The unusual disclosures regarding Pakistan’s leading military intelligence agency — Inter-Services Intelligence, or the ISI — emerged in interviews last month with former senior Pakistani intelligence officials. The disclosures confirm some of the worst fears, and suspicions, of American and Western military officials and diplomats.

The interviews, a rare glimpse inside a notoriously secretive and opaque agency, offered a string of other troubling insights likely to refocus attention on the ISI’s role as Pakistan moves toward elections on Feb. 18 and a battle for control of the government looms:

¶One former senior Pakistani intelligence official, as well as other people close to the agency, acknowledged that the ISI led the effort to manipulate Pakistan’s last national election in 2002, and offered to drop corruption cases against candidates who would back President Pervez Musharraf.

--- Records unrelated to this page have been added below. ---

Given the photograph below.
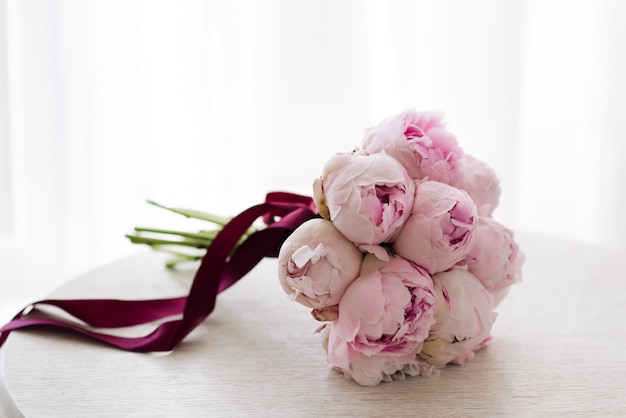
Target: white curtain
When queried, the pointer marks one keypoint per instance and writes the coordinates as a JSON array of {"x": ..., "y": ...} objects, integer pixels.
[{"x": 210, "y": 104}]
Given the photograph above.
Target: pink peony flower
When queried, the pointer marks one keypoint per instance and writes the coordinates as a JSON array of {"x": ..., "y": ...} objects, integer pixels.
[
  {"x": 441, "y": 228},
  {"x": 464, "y": 318},
  {"x": 367, "y": 197},
  {"x": 384, "y": 317},
  {"x": 480, "y": 182},
  {"x": 419, "y": 141},
  {"x": 316, "y": 264},
  {"x": 495, "y": 259}
]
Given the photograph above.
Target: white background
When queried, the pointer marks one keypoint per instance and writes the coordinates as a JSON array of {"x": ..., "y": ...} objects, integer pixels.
[{"x": 210, "y": 104}]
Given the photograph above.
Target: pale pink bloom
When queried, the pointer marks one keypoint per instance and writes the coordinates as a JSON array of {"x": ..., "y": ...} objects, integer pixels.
[
  {"x": 495, "y": 259},
  {"x": 367, "y": 197},
  {"x": 463, "y": 320},
  {"x": 480, "y": 182},
  {"x": 420, "y": 141},
  {"x": 316, "y": 264},
  {"x": 384, "y": 317},
  {"x": 441, "y": 228}
]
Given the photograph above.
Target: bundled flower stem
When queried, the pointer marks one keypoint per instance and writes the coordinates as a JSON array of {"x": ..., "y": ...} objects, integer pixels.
[{"x": 180, "y": 243}]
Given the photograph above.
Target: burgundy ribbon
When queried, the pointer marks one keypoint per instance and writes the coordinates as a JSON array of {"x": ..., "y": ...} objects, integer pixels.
[{"x": 223, "y": 264}]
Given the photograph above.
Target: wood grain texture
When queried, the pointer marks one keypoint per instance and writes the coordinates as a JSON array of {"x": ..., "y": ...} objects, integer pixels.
[{"x": 557, "y": 350}]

A person close to the ISI said Mr. Musharraf had now ordered the agency to ensure that the coming elections were free and fair, and denied that the agency was working to rig the vote. But the acknowledgment of past rigging is certain to fuel opposition fears of new meddling.

¶The two former high-ranking intelligence officials acknowledged that after Sept. 11, 2001, when President Musharraf publicly allied Pakistan with the Bush administration, the ISI could not rein in the militants it had nurtured for decades as a proxy force to exert pressure on India and Afghanistan. After the agency unleashed hard-line Islamist beliefs, the officials said, it struggled to stop the ideology from spreading.

¶Another former senior intelligence official said dozens of ISI officers who trained militants had come to sympathize with their cause and had had to be expelled from the agency. He said three purges had taken place since the late 1980s and included the removal of three ISI directors suspected of being sympathetic to the militants.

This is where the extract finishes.